PLANTATIONS
The term plantation originally referred to a colony or new settlement with a planned system of planting. Plantation in American culture gradually evolved to refer to an extensive agricultural enterprise based on slave labor. It would have been similar to a very large, often self-suffcient, farm.
The first plantations appeared in Virginia in the seventeenth century. Settlers began growing tobacco in the rich coastal plains where ocean tides swept up the rivers. Quickly, they realized bigger profits were possible by cultivating tobacco on a large scale. White indentured servants first provided the labor but soon gave way to black slavery. The great tobacco plantations became the hallmark of colonies in Virginia, Maryland, and the Upper South colony of North Carolina. By the 1720s, plantations appeared in South Carolina and Georgia. George Washington (1732–1799), Patrick Henry (1736–1799), Thomas Jefferson (1743–1826), and James Madison (1751–1836) were among the planters.

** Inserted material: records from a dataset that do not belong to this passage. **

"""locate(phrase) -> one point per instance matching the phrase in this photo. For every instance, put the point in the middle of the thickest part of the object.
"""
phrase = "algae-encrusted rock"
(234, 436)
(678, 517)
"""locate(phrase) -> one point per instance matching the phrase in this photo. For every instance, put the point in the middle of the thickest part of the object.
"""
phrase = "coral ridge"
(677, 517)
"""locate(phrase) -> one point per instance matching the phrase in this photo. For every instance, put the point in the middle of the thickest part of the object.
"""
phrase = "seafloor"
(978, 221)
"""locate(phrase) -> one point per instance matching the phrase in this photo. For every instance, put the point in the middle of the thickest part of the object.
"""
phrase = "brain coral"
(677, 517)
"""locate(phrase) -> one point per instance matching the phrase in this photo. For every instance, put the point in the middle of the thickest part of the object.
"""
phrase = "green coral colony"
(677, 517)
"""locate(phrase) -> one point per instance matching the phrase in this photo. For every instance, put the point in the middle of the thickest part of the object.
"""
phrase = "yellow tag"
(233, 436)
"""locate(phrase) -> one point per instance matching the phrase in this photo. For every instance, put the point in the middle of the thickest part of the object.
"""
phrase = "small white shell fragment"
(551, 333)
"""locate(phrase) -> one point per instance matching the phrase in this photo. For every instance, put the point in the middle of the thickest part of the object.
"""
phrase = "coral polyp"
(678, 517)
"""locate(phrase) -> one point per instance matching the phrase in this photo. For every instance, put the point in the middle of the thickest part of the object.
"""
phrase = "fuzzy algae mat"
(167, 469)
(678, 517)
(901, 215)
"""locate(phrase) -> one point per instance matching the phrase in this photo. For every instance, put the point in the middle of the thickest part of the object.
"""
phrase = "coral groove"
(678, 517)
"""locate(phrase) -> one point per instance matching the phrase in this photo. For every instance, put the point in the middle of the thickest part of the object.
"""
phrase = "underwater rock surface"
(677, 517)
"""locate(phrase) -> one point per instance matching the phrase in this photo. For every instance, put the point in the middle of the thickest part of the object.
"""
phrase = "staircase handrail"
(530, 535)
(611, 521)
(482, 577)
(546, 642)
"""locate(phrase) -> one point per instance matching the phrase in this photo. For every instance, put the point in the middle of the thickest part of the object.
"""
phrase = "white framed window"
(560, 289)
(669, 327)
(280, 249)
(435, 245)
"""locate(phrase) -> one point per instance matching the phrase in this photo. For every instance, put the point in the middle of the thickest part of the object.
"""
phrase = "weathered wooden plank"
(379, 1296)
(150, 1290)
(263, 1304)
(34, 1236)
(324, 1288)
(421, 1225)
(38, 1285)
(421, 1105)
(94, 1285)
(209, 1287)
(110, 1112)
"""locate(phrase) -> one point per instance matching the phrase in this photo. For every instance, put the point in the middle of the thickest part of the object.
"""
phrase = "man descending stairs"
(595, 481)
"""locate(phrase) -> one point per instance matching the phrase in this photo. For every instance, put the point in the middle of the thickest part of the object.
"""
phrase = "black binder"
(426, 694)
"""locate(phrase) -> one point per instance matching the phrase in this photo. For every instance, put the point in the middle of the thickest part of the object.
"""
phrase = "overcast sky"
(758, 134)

The greatest expansion of the plantation system occurred between 1790 and 1860. It was spurred by a more efficient textile industry in New England and Britain's increased the demand for cotton. Eli Whitney's invention of the cotton gin enabled cotton to be cleaned and readied for market at a rapid pace. Cotton became so valuable that large areas of the "New South," including western Georgia, Alabama, Mississippi, Louisiana, Arkansas, and Texas, were planted. By 1830 cotton accounted for half of all U.S. exports. Although small family farms worked by the owners grew most of the cotton, the great cotton plantation became the ideal of Southern society. The richest 10 percent of planters owned almost 65 percent of the farm wealth and dominated Southern political and social life as well. A planter was defined by the number of slaves owned rather than by acres owned. Only three percent of planters owned more than 20 slaves, but over 100 slaves worked the grandest plantations.
Typical Southern plantations were self sufficient communities with a mansion for the owner and his family, stables, kitchen, blacksmith shop, extensive gardens, and slave quarters. They encompassed thousands of acres of fertile land with access to waterways for shipping.
While most planters managed the plantation themselves, some hired overseers to help direct the slave workforce. Planters' wives were generally second in command supervising the entire household operation.
Slaves worked dawn to dusk in the fields. The more slaves a planter had the more productive his plantation. Emancipation of slaves at the conclusion of the American Civil War (1861–1865) brought the plantation era to a close.